I'd go with the QT (or some other framework) option. If you went with the first you'd find it considerably harder. After all, you have to know what to put into the various conditionally compiled sections for all the platforms you're targeting.
I would suggest using a technology designed for cross-platform application development. Here are two technologies I know of that -- as long as you read the documentation and use the features properly -- you can build the application to run on all 3 platforms:
Java
XULRunner (Mozilla's Development Platform)
Of course, there is always the web. I mostly use web applications not just for their portability, but also because they run on my Windows PC, my Ubuntu computer, and my Mac.
We mainly build web applications because the web is the future. Local applications are viewed in my organization as mostly outdated, unless there is of course some feature or technology the web doesn't yet support that holds that application back from being fully web-based.
I would also suggest Github's electron which allows to build cross platform desktop applications using NodeJs and the Google's Chromium. The only drawback for this method is that an electron application run much slower than a native C++ application due to the abstraction layers between Javascript and native C++.
If you're making a console app, you should be able to use the same source for all three platforms if you stick to the functions defined in the POSIX libraries. Setting up your build environment is the most complicated part, especially if you want to be able to build for multiple platforms out of the same source tree.
I'd say if you really want to use C++, QT is the easiest way for cross-platform application, I found myself using QT when I need an UI even though QT has a large set of library which makes pretty much everything easier in C++.
If you don't want to use QT then you need a good design and a lot of abstraction to make cross-platfform application.
However I'm using more and more Python bindinq to QT for medium size application.
If you are working on a console application and you know a bit of python, you might find Python scripting much more comfortable than C++. It keeps the time comsuming stuff away to be able to focus on your application.

Small native cross-platform GUI framework for C++

I wrote a small program with Boost in c++. It works fine and so I want to give it a graphical interface so that it is easier to use.
In order to do so, I am looking for small cross-platform framework which provides native look and feel. Windows and Linux support would be enough, currently i do not need os x...
I used wxWidgets for some other project, but it was a pain to set everything up and ship this big library with the software.
But I was really amazed by the use of real native controls.
In order to keep the program small I also tried fltk, but it has an awful look.
I just need an simple framework without network support or other gimmicks.
So my question: Is there any framework out there which fits all the requirements?

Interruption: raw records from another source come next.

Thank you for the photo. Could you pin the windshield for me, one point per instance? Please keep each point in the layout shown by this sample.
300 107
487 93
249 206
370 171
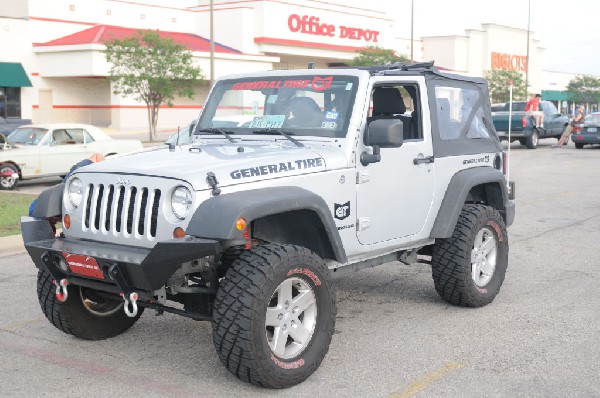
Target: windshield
298 105
27 136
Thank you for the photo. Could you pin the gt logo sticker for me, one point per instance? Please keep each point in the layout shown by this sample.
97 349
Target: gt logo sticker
321 83
341 211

Or if not, which frameworks fits at least some of these needs?
Thanks in advance!
When it has the word "framework" in its name it's almost never small.

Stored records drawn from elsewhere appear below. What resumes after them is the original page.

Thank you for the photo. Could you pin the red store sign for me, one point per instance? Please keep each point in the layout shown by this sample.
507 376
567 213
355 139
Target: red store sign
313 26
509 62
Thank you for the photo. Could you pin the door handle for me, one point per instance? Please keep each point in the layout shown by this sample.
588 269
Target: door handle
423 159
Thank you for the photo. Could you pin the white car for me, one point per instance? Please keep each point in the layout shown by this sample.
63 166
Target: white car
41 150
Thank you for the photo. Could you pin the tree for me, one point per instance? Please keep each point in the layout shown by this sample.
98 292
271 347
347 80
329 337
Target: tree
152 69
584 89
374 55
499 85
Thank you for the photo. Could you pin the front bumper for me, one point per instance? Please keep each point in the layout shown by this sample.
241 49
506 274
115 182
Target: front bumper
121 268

Anyway, graphical frameworks/libraries tend to be big, cause they need to handle a lot of stuff.
Qt is probably the best straightforward library for cross-platform GUI, but it definitely doesn't constitute a "small framework". On the other hand, on Linux systems, Qt will be most likely already installed. Plus it definitely pays for its size.
wxwidgets is fairly small as far as gui toolkits go.
And it's cross platform
http://www.wxwidgets.org/
You have mentioned it, but as far as cross platform toolkits go it's one of the smallest I've seen.

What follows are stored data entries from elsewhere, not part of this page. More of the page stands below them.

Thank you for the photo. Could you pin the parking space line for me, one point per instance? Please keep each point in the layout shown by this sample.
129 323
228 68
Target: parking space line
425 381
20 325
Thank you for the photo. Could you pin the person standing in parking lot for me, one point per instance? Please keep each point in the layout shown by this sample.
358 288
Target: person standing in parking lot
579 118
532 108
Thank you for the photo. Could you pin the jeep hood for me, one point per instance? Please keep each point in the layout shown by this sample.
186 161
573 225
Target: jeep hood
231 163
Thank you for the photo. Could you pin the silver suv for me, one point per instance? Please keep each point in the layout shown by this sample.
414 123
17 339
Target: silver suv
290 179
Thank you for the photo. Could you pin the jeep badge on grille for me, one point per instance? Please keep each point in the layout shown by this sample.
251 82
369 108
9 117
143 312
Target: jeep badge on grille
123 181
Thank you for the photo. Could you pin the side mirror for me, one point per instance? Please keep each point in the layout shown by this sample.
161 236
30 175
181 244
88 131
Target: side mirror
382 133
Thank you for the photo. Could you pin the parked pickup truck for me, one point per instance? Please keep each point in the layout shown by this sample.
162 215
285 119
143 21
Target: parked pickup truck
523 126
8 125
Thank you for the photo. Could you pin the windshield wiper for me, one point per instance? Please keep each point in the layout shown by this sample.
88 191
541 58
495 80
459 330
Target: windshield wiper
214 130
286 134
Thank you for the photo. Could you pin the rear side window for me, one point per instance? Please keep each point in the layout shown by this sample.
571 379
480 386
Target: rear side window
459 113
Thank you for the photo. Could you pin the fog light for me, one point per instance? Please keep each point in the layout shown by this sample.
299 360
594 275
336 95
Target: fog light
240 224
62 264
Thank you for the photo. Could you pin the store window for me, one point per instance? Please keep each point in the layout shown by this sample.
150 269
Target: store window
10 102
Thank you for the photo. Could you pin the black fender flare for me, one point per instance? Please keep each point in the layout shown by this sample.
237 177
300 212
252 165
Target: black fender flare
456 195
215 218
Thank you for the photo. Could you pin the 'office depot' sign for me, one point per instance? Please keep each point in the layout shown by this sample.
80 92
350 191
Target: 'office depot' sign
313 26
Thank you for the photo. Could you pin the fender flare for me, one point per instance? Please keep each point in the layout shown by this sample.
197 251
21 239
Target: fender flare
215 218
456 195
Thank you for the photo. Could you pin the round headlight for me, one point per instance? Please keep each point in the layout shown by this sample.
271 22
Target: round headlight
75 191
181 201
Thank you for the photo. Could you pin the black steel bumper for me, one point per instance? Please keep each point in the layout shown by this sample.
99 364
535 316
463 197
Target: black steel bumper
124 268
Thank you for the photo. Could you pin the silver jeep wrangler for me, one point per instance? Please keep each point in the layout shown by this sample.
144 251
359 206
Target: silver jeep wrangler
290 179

The only other suggestion I have is that you could wrap your code up into a C library and link that into another language. e.g. Use .NET on windows and mono for linux or even a java based app (although they don't always look very native to the platform). Then use your library from there.
Ultimate++ might contain what you need. (Although they make it sound in the FAQ as if their library is really big, it doesn't seem that bad to me.)
don't forget to check juce as well
Qt works amazingly, but is not very small. I've found there is a genuine lack of "small" cross-platform GUIs. You either might try to just abstract your GUI with #ifdefs all over the place, or use Qt/wx.
If you want it to be small, just write the GUI twice -- once in MFC and then in X. Your GUI sounds simple enough. Build up your own small abstraction that is just what you need.
There is a long list of both active and dead cross-platform C++ UI libraries here: https://philippegroarke.com/posts/2018/c++_ui_solutions/
Some of them are small and have a native look.
Like others mentioned you cannot mix the "cross platform" and small in size in the same sentence.
More work, smaller in size:
One solution I can suggest is to use native python binding for the UI portion. Since you are already using boost, it should be fairly trivial to have Boost.Python communicate between C++ space and python space. You already have python on Linux and its a 20-40MB package on Windows (can't remember how big the latest release is). But here you will have to use win32 binding on windows and gtk/qt bindings on linux, so more work. Nah, too much work to maintain, scratch this.
Moderate work, smaller in size but with non-native controls:
You can try to get clutter or freeglut to get your UI work done but I personally haven't used them so I don't know if they provide full native looks for your apps. But they are small in size compared to wx or qt.
Less work, bigger in size:
Use WxWidgets if you are already comfortable with it, otherwise I recommend Qt.
You can also have a look at some of the other offerings: http://en.wikipedia.org/wiki/List_of_widget_toolkits
Clutter: http://www.clutter-project.org/about
FreeGLUT: http://freeglut.sourceforge.net
ever heard of QT ???
http://qt.nokia.com/products/
i think it should fits all your your needs

c/c++ XML library question

I know that a lot of c/c++ XML library questions have been asked already (I tried to read through all of them before getting to this).
Here are the things I'm going to need in my own project:
Excellent performance
SAX2
Validation
Open source
Cross platform
I was going to use Xerces-C, but I see that a simple SAX2 setup with nothing going on in the filter is taking 5 seconds to run. (Perhaps I'm doing something wrong here?)
I would like to use libxml++, but as I tried to get it set up on my MacBook, there were some crazy dependencies that took me all the way back to gtk-doc, at which point I sort of tabled the idea.
So now I'm at libxml2. Is this the way to go? Have I missed an important option, bearing in mind the five requirements above? I don't mind using a (good) c-library like libxml2, but a c++ interface would be nice. (I don't like Xerces-C's API very much.)
I am willing to bend on the SAX2 requirement if comparable functionality is available.
Having spent a goodly amount of time on this same problem, it was my conclusion that libxml2 is the best option available under your guidelines. The C interface is not too difficult to use and it's very fast.
There are some other good options for commercial libraries, but most of the other comparable open-source options are either painfully slow or are mired in a deep, annoying vat of dependency soup.
You say you need these things in your project, but don't give any idea of the pipeline. For example, we had a whole load of static XML files which needed to be loaded quickly, but only validated rarely. So validated using a separate process in batch (using RelaxNG as it was human writable markup ) and loaded the XML using expat. The system also used XMPP, so checked streaming input, but that didn't require validating against a schema (partly because it was streamed, and mostly because most of the possible errors were not expressible in a schema).
If you need a whole host of other facilities, you can consider Qt, which has good XML support. Be warned though, it's WAY more than an XML processing library; it's a full blown application framework with support for GUIs, networking and a whole host of other things.
Qt
You can also try Poco. It's another application framework, but not as huge as Qt (i.e. no GUI-related things etc.)
Poco
Lastly, if you don't mind a C library, you can use Expat. It's not SAX per se, but writing code using Expat is somewhat like SAX. It has C++ wrappers, but they're not officially part of the project IIRC, and may not be as well-maintained or designed. I'm not too sure though.
Expat
Hope this helps!
EDIT: I misread your original post: not too sure about the validation features of these libraries, I've never used them before.